Planets Near and Far
Astronomers claim to have finally seen planets beyond our own solar system
The waning crescent moon crests the eastern horizon around 1am Friday, followed close behind by golden Saturn. About 20 degrees higher and shines the first-magnitude star Regulus, the heart of the celestial lion Leo. The brighter star Spica rises a few hours after the moon and Saturn, which easily outshines any star. As dawn approaches around 6am, Saturn and the moon hover high in the southeast with little more than five degrees separating the two.
Venus and Jupiter are less than 10 degrees apart at week’s end in the early evening sky. They draw together by one degree each evening on the way to an end-of-month conjunction less than two degrees apart.

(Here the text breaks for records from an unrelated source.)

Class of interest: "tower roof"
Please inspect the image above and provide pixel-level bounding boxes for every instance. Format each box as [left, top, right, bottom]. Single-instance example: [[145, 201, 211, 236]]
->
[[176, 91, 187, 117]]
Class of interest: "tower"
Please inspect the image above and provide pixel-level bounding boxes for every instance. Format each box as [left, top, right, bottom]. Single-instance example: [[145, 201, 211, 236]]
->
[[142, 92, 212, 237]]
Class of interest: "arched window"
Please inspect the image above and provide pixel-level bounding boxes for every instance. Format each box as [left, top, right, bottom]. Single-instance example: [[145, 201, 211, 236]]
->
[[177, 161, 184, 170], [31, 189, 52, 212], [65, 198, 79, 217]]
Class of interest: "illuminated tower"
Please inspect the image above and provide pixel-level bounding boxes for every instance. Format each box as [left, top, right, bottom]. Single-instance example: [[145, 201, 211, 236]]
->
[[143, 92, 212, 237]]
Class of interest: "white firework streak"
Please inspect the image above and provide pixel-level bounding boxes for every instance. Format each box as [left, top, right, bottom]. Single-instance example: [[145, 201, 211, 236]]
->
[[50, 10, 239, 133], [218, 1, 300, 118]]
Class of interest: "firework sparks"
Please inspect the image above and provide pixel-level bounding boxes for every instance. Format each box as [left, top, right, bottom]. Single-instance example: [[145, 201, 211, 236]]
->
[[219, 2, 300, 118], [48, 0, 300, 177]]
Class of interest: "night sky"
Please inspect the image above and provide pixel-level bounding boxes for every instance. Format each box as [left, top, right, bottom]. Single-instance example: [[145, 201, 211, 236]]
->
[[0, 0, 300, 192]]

For more than a decade now, astronomers have used powerful telescopes and computers to identify planets outside of our own solar system called exo-planets based on the slight tug of these orbiting planets on their parent star. However, these exo-planets have all greatly out-sized Jupiter and orbited their suns farther than Pluto orbits our own.
Now, within the past few weeks, two different teams have announced that they have spotted exo-planets crossing in front of their parent stars.
Using images collected from the Hubble Space Telescope over several years, a team from the University of California, Berkeley isolated a pinpoint of light crossing the star Fomalhaut, in the constellation Piscis Australis. Using the Keck II and Gemini telescopes in Hawaii, a Canadian team has isolated infrared images of what they claim are three planets orbiting the star HR 8799 in the constellation Pegasus.